Epistemic status: needs empirical support.
When people talk about starting businesses that provide social value, one point that often comes up is that you can’t trust market incentives, because they’re skewed by income inequality. Since rich people are able to pay more for things they enjoy, it’s disproportionately rewarding (relative to its social value) to make products for rich people. For example, perhaps Apple could make lower-quality computers and sell them at a lower price point; this would create more social value (because it would only slightly reduce the value that people derive from Apple computers, and more people would be able to purchase them), but it would be less profitable for Apple (because they couldn’t get away with as large of a margin).

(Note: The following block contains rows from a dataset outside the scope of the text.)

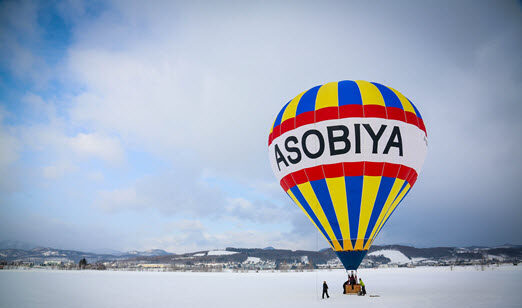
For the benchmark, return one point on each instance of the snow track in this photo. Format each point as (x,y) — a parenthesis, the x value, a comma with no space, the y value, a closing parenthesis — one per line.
(398,287)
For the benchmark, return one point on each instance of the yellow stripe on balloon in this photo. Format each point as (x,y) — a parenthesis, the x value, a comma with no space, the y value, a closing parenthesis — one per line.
(291,194)
(393,206)
(327,96)
(337,189)
(310,197)
(391,197)
(370,94)
(291,109)
(406,105)
(369,194)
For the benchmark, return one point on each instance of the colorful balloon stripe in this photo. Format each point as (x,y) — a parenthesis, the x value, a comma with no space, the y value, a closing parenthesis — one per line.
(351,152)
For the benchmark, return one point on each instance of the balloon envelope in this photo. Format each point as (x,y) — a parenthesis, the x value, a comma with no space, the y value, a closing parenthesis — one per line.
(347,153)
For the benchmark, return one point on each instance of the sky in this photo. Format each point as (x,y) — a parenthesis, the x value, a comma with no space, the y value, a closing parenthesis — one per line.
(144,124)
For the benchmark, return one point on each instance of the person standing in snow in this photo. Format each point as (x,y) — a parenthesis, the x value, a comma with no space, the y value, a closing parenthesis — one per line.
(363,288)
(352,280)
(345,284)
(325,290)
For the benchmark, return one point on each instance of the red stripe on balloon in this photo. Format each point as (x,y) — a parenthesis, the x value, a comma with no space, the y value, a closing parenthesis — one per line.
(327,113)
(374,111)
(346,111)
(351,111)
(349,169)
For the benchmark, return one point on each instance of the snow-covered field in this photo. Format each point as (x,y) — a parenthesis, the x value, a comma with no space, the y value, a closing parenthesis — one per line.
(397,287)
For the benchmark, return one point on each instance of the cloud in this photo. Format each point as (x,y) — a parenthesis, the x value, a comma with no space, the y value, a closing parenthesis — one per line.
(57,171)
(180,190)
(97,146)
(195,86)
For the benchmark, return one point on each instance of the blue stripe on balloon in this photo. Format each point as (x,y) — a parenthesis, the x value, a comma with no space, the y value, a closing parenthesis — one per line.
(322,193)
(353,197)
(416,110)
(307,101)
(349,93)
(392,213)
(382,195)
(390,99)
(299,196)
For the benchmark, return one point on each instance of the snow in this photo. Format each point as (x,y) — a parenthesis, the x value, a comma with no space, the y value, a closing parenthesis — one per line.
(252,260)
(495,257)
(395,256)
(397,287)
(220,253)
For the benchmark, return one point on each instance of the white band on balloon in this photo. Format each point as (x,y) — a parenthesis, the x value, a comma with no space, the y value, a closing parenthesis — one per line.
(302,148)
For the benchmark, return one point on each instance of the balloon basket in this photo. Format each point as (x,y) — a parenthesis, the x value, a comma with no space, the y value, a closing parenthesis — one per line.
(349,291)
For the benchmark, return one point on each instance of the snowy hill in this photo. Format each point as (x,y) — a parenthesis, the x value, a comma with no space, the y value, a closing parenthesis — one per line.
(399,255)
(395,256)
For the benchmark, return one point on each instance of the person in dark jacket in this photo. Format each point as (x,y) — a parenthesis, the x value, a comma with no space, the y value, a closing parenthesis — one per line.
(363,288)
(352,280)
(325,290)
(347,282)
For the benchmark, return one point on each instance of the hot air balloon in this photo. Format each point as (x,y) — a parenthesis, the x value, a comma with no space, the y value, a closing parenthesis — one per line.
(347,153)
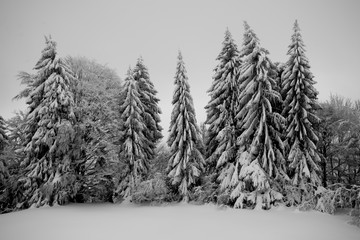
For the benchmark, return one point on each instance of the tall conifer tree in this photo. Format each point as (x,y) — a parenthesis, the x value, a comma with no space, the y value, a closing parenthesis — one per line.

Prima facie it seems strange that rich people should ever actually pay more per unit enjoyment (“hedon”). For instance, suppose that Casey is rich and is willing to pay $20/hedon, while Dana is poor and is only willing to pay $10/hedon. Why should Casey ever pay more than $10/hedon for a product? For this to happen, ey would have to consume all possible goods at $10/hedon and hit diminishing marginal returns. In a society with as many goods as ours, this seems completely implausible.
The answer is that it’s not just hedons that matter. Casey is only capable of consuming a certain amount of goods, irrespective of their hedonic content. As such, what matters to Casey isn’t just hedons but hedonic density. An Apple computer provides more hedons per amount interacting with it than its inferior substitutes. Income inequality skews markets towards greater hedonic density than would be socially optimal.
Unfortunately, even skewed markets provide a much better incentive structure than trying really hard to theorize about what works. So we should probably keep them around if we want to make sure that we’re actually creating social value. Given this, how can this risk of distorted markets be avoided or limited? I can think of a couple ways that might work:
Work in areas where the range of possible hedonic densities is limited. For example, there is very little room for electricity infrastructure to be more hedonically dense (at least compared to, say, computer hardware). (Of course, electricity infrastructure has its own problems with skewed market incentives.)
Work in a market where number of participants is much more important than participant wealth: for instance, Google provides a lot of social value through free universal high-quality search and email, but their revenue stream is ads. Their ad marketplace may be catering more towards the rich than is socially optimal, but their search engine is free, so incentives are better aligned.
Have the social value you create be removed from your revenue stream. Google falls into this category, as does e.g. AT&T or other bigcorps that provide a lot of social value through blue-skies R&D. (However, this gets into the territory of not having market incentives apply, which can be dangerous as it’s much harder to see one’s way to creating value at all without them.)